Ansel Adams in Yosemite Valley: Celebrating the Park at 150

Current price: $100.00
Publication Date: October 28th, 2014
Publisher:
Little, Brown and Company
ISBN:
9780316323406
Pages:
204

Description

A magnificent deluxe, oversized book timed for the 150th anniversary of Abraham Lincoln's signing of the Yosemite Grant, an event that laid the groundwork for the National Parks system.

Ansel Adams first visited Yosemite in 1916, at the age of fourteen, and returned every year throughout his life. It was in Yosemite that he fell in love with Western wilderness and became a photographer; he made more photographs at Yosemite than at any other place.
 
Roughly 150 breathtaking images are exquisitely reproduced in this large-format clothbound book. There are notable portraits of El Captain (the famous rock face whose Dawn Wall was recently free-climbed for the first time), Half Dome, Cathedral Rocks, Royal Arches, and other distinctive rock formations that frame the valley; grand views in all seasons and all states of weather; intimate details of nature from the Valley floor; the waterfalls--Bridaveil, Yosemite, Vernal, Nevada; studies of trees, from the giants of the Mariposa Grove to the exquisite white blossoms of the dogwood. There are gathering and clearing storms, snow and ice, bright sunshine, and the subtle shades of dawn and dusk.
 
The photographs have been selected and sequenced by Peter Galassi, former Chief Curator of Photography at The Museum of Modern Art, New York. His abundantly illustrated introduction sets Adams's pictures within the rich history of imagery of Yosemite.

About the Author

Ansel Adams (1902 - 1984) was the most honored American photographer of the twentieth century. Through the exhibition and publication of his work, his writings, and his leadership in the Sierra Club, Adams was also a prescient and highly effective voice in the fight to preserve America's remaining wilderness.

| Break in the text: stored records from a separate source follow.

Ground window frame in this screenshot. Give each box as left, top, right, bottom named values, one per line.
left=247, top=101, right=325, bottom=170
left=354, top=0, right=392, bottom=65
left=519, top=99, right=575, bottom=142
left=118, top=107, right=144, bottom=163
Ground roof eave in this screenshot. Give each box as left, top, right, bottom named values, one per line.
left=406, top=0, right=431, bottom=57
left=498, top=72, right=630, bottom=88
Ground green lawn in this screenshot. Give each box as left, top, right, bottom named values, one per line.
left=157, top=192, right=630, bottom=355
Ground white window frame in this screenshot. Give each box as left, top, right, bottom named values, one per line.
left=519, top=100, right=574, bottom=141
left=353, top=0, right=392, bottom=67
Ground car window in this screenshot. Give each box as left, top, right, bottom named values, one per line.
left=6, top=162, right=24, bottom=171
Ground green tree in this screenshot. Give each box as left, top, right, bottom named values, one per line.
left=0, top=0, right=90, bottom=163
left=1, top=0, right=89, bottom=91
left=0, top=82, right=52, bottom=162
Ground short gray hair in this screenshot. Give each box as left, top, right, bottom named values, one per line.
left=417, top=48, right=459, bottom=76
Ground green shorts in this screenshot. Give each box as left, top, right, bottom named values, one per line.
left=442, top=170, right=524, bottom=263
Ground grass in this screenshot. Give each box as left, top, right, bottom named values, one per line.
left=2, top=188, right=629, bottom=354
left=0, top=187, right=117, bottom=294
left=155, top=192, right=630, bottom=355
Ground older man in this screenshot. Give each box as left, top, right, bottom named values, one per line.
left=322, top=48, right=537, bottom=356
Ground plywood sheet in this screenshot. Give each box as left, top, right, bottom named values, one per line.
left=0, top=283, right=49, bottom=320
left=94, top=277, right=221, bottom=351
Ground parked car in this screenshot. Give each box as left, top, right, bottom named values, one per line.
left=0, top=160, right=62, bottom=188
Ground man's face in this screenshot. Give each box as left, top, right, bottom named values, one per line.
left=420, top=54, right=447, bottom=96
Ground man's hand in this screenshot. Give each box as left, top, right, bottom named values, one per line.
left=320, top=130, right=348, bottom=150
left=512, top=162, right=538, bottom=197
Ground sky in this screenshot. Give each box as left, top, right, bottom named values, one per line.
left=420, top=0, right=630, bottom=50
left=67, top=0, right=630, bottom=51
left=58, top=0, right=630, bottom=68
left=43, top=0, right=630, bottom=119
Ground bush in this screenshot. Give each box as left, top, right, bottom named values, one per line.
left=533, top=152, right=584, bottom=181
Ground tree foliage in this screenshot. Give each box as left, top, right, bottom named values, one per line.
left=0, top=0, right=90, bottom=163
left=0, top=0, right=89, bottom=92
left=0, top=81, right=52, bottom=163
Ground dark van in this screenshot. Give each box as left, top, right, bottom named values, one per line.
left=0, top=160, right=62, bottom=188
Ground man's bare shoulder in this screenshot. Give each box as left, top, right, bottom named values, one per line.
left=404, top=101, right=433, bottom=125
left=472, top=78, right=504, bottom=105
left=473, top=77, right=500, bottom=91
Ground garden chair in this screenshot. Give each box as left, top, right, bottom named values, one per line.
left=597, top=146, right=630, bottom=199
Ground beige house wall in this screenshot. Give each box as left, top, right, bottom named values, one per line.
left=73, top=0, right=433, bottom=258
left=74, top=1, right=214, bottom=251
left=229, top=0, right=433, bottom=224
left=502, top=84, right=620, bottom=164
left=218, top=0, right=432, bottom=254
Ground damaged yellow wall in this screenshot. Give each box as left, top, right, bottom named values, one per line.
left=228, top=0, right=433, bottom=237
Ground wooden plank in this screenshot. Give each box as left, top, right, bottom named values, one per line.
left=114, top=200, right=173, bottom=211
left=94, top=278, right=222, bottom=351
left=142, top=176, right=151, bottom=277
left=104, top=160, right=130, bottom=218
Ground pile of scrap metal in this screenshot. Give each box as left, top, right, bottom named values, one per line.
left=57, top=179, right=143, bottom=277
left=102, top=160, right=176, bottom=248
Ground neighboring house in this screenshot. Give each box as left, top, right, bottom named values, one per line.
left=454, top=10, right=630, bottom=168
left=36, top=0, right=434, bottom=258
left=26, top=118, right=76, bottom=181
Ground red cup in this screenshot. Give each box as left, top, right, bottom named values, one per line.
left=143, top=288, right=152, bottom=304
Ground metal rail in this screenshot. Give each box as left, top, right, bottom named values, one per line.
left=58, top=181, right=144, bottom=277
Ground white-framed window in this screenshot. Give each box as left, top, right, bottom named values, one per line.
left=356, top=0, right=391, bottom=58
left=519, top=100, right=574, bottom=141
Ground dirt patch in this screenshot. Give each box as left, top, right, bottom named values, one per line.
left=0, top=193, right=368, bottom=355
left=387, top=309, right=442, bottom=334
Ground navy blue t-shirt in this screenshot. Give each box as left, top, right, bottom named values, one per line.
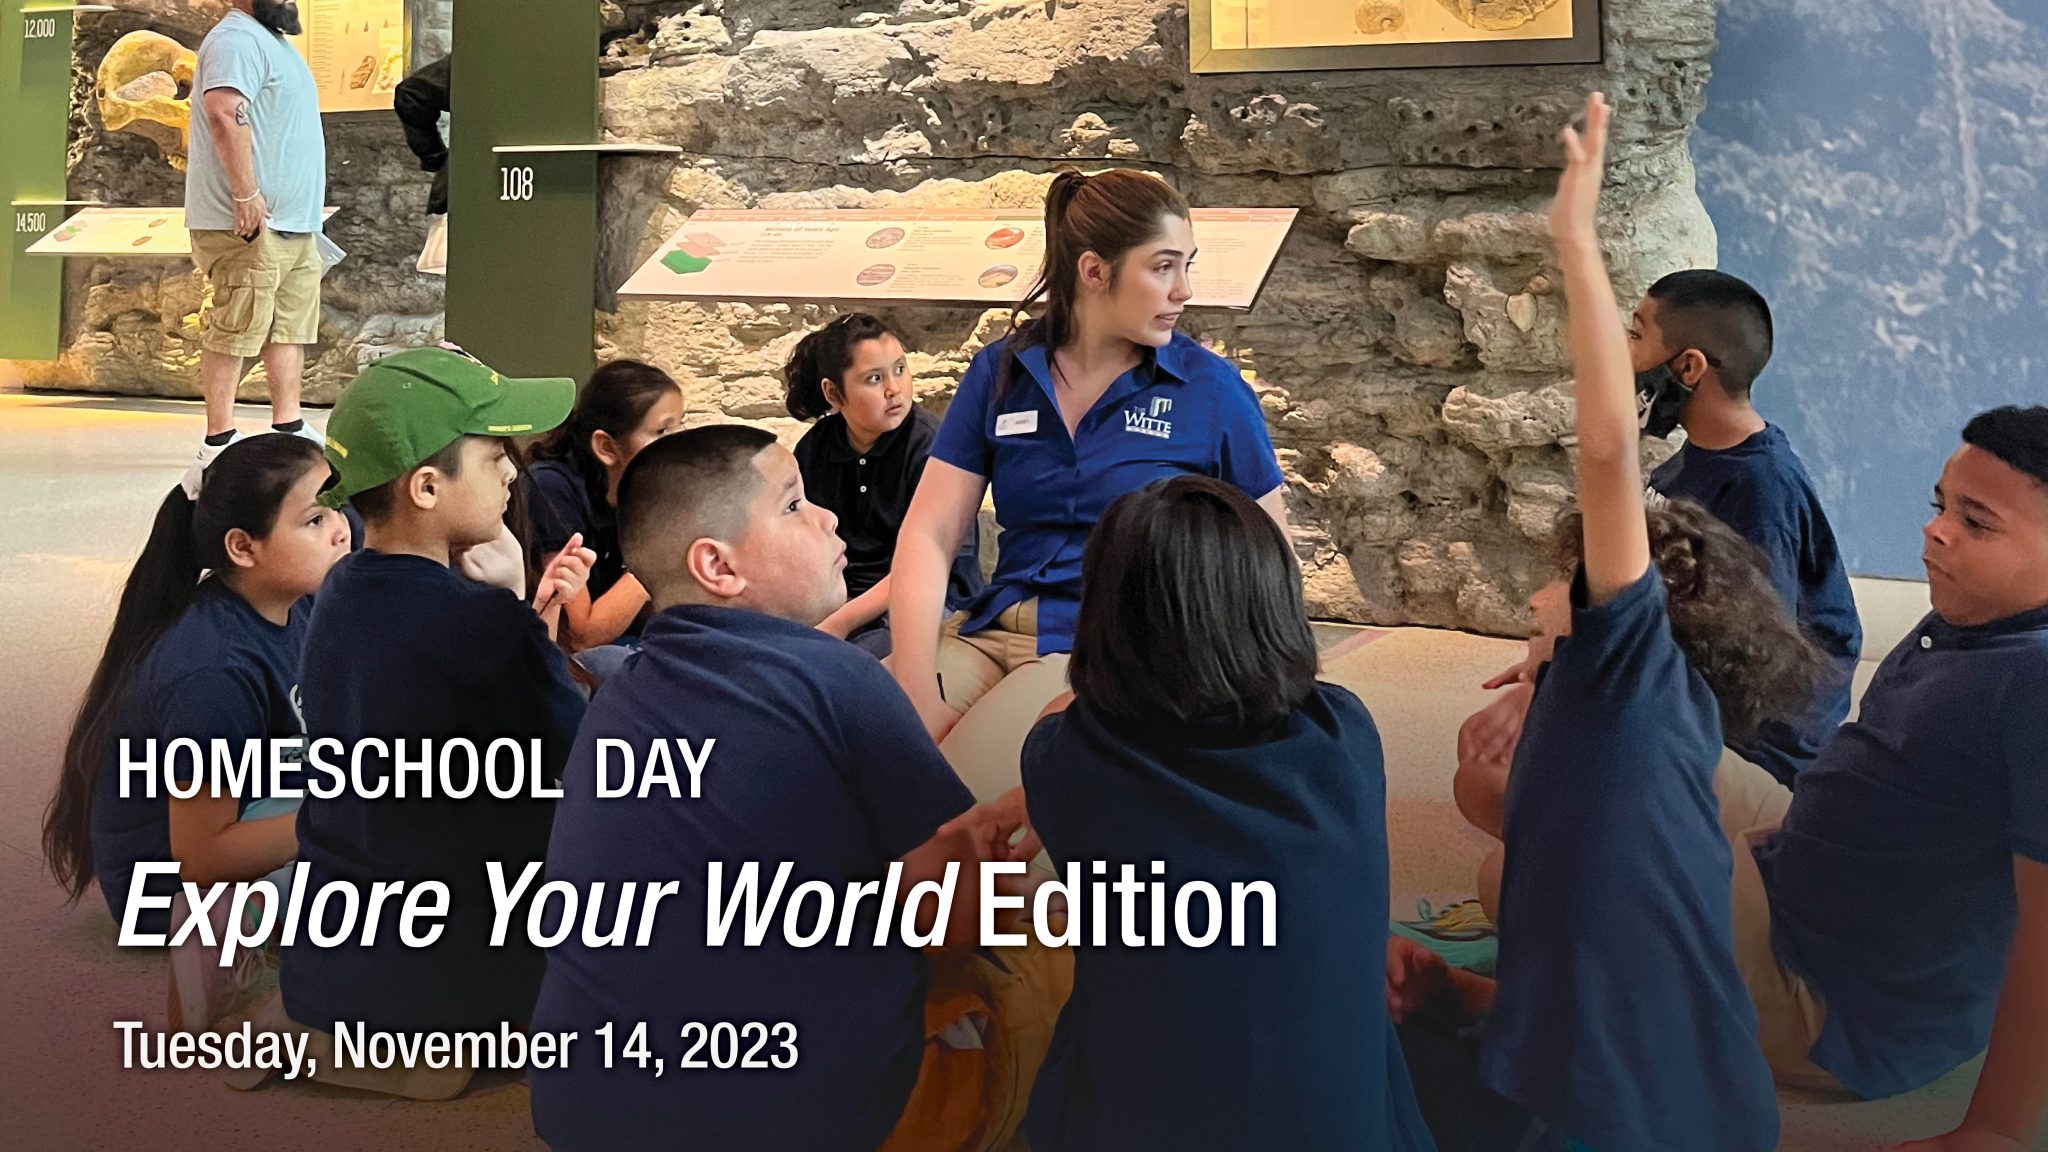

Peter Galassi was a curator in the Department of Photography at The Museum of Modern Art, New York, for thirty years, including twenty as Chief Curator, from 1991 to 2011. He organized or co-organized more than forty exhibitions and countless collection displays at MoMA, many of which were accompanied by major publications. He was twice a fellow in the Department of European Paintings at The Metropolitan Museum of Art, and has won the Eric Mitchell Prize and the International Center of Photography award for excellence in writing. In 2012 he was awarded a Guggenheim Fellowship for a study of photography's vernacular and modernist traditions.